This handout introduces/extends estimation procedures for panel data. Note that the Bailey “Computing Corners” will still be useful.
library(foreign)
library(stargazer)
library(plm) ## if you don't have this, install.packages("plm")
data <- read.csv("qog_std_ts_jan16.csv")
# This is a comparatively huge file. It will take
# a moment to run. You might actually consider
# shutting down unnecesary programs. But I
# want you to get used to using the QoGPanel.dta
# file since it will be important to you very soon.
This is a huge dataset. It is an (old) version of the Quality of Government Time-Series dataset; see more at http://qog.pol.gu.se/data/datadownloads/qogstandarddata, which is a compilation of many different data sets. To see how huge, run the names() command:
names(data) # variable names
We begin with an example of something that we know won’t work: a simple, pooled cross-sectional analysis.
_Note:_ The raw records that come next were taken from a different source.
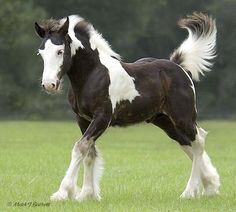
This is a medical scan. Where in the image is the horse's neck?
[67,49,98,91]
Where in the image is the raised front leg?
[51,112,111,201]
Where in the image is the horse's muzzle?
[42,80,60,93]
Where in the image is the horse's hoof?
[50,190,68,201]
[75,189,100,202]
[180,189,199,199]
[202,188,220,196]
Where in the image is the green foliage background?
[0,0,236,119]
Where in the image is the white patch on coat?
[89,25,121,60]
[61,15,84,56]
[39,39,65,84]
[98,50,140,111]
[61,15,140,111]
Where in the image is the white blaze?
[39,39,65,84]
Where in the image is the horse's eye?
[57,49,64,55]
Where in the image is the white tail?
[170,13,217,81]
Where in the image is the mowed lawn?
[0,121,236,212]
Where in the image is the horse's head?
[35,18,72,93]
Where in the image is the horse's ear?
[58,17,69,36]
[34,22,45,38]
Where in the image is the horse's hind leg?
[182,127,220,197]
[152,114,201,198]
[151,114,220,198]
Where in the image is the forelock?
[41,18,63,32]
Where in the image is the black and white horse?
[35,13,220,201]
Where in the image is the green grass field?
[0,121,236,212]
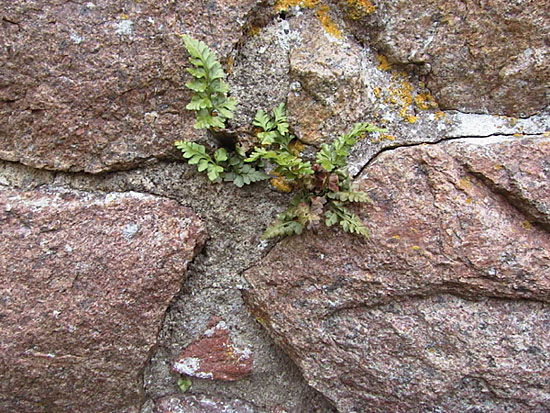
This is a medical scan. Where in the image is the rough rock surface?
[0,0,258,173]
[172,317,253,381]
[0,189,206,412]
[155,395,258,413]
[338,0,550,116]
[245,136,550,412]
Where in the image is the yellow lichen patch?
[275,0,319,12]
[521,221,533,231]
[275,0,342,39]
[289,140,304,156]
[315,4,342,39]
[347,0,376,20]
[376,54,391,72]
[457,178,473,191]
[248,24,262,36]
[414,93,438,110]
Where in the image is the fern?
[175,35,385,238]
[223,154,269,188]
[175,141,227,181]
[182,35,237,129]
[327,190,373,204]
[325,204,370,237]
[317,123,386,172]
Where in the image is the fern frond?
[317,123,386,172]
[182,35,237,129]
[327,190,373,204]
[262,221,304,239]
[224,155,269,188]
[325,202,370,238]
[178,141,227,181]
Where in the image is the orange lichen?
[347,0,376,20]
[457,178,472,192]
[414,93,438,110]
[376,54,391,72]
[315,4,342,39]
[521,221,533,231]
[275,0,319,12]
[269,177,292,192]
[435,110,447,120]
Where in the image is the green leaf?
[262,221,304,239]
[325,211,339,227]
[252,109,275,132]
[187,67,206,79]
[178,376,193,393]
[327,191,373,204]
[185,79,208,92]
[207,164,223,181]
[182,35,237,129]
[214,148,227,163]
[186,95,212,111]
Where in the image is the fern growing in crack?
[175,36,386,238]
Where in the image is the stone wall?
[0,0,550,413]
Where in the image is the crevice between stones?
[353,132,544,179]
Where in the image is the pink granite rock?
[338,0,550,116]
[246,136,550,413]
[0,0,257,173]
[173,316,253,381]
[0,189,206,412]
[155,395,258,413]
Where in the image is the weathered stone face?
[172,317,253,381]
[155,395,258,413]
[0,189,206,412]
[0,0,256,173]
[246,136,550,412]
[339,0,550,116]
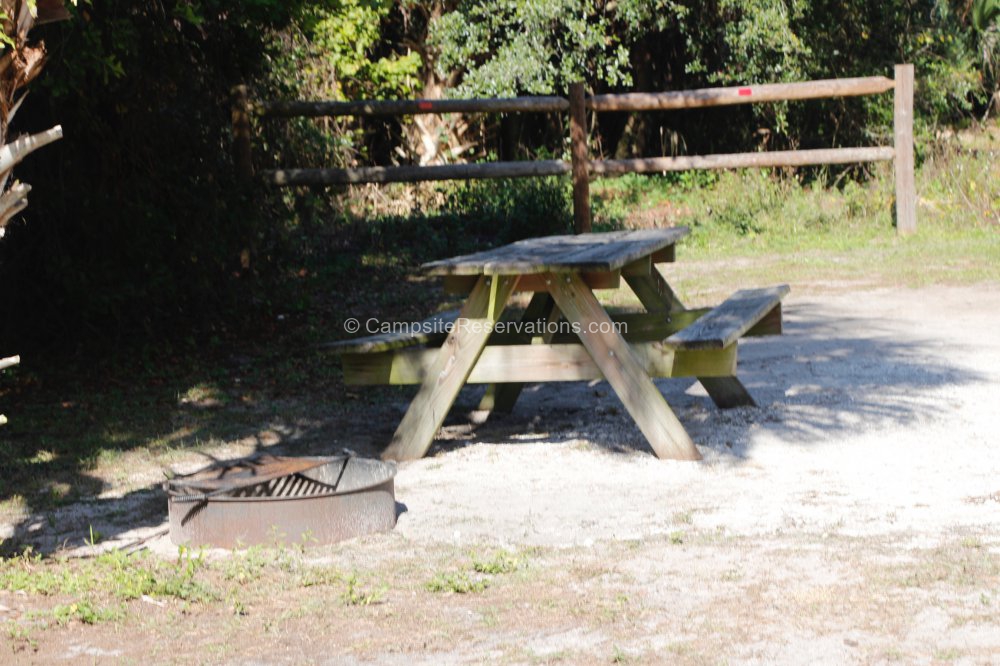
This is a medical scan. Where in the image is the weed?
[472,550,525,575]
[673,511,694,525]
[426,571,490,594]
[340,573,389,606]
[52,599,124,624]
[934,648,962,661]
[611,645,632,664]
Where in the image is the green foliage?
[429,0,629,97]
[441,178,573,243]
[0,548,217,600]
[301,0,421,99]
[340,573,389,606]
[52,599,124,624]
[472,550,525,576]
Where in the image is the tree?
[0,0,69,235]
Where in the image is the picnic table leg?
[545,273,701,460]
[382,275,518,460]
[479,291,558,414]
[625,266,757,409]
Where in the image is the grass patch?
[425,571,490,594]
[472,550,527,576]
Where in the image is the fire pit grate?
[163,452,396,548]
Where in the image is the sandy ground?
[0,285,1000,664]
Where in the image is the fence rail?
[233,65,917,233]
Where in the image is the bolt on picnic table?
[331,227,788,460]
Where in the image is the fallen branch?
[0,183,31,229]
[0,125,62,173]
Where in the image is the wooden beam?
[893,65,917,234]
[382,276,517,460]
[443,271,621,294]
[569,83,590,234]
[549,274,701,460]
[698,373,757,409]
[664,284,789,349]
[342,342,736,384]
[590,146,895,176]
[259,96,569,118]
[472,292,559,414]
[261,160,570,187]
[625,269,684,313]
[587,76,894,111]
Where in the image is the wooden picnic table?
[336,227,788,460]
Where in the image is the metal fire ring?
[163,452,396,548]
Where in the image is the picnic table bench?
[331,227,788,460]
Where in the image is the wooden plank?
[625,269,684,312]
[261,160,570,187]
[620,255,653,274]
[421,227,689,275]
[549,274,701,460]
[653,245,677,264]
[382,276,517,460]
[569,83,590,234]
[587,76,895,111]
[629,271,760,409]
[259,96,569,118]
[442,271,621,294]
[342,340,737,384]
[590,146,895,176]
[893,65,917,234]
[698,376,757,409]
[664,284,788,349]
[321,310,459,354]
[472,291,558,414]
[517,271,621,291]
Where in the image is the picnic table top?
[421,227,689,275]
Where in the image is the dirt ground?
[0,284,1000,664]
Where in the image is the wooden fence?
[233,65,917,233]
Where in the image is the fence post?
[569,83,590,234]
[893,65,917,234]
[232,85,253,185]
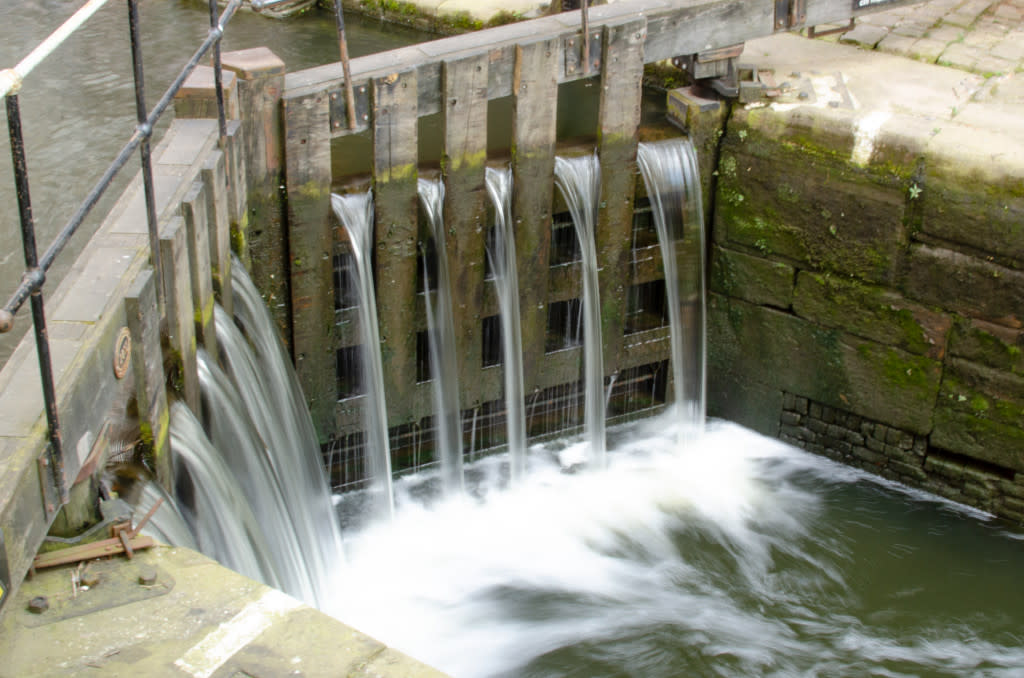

We fit a standard OLS regression in which we regress an indicator of military expenditure (wdi_expmilgdp, military expenditure as percent of GDP) on real per capita GDP, Economic Globalization (an index created by a social scientist named Axel Dreher), and regime type (Polity score).
out.plain <- lm(wdi_expmilgdp~I(wdi_gdppcpppcon/1000)+dr_eg+p_polity2,data=data)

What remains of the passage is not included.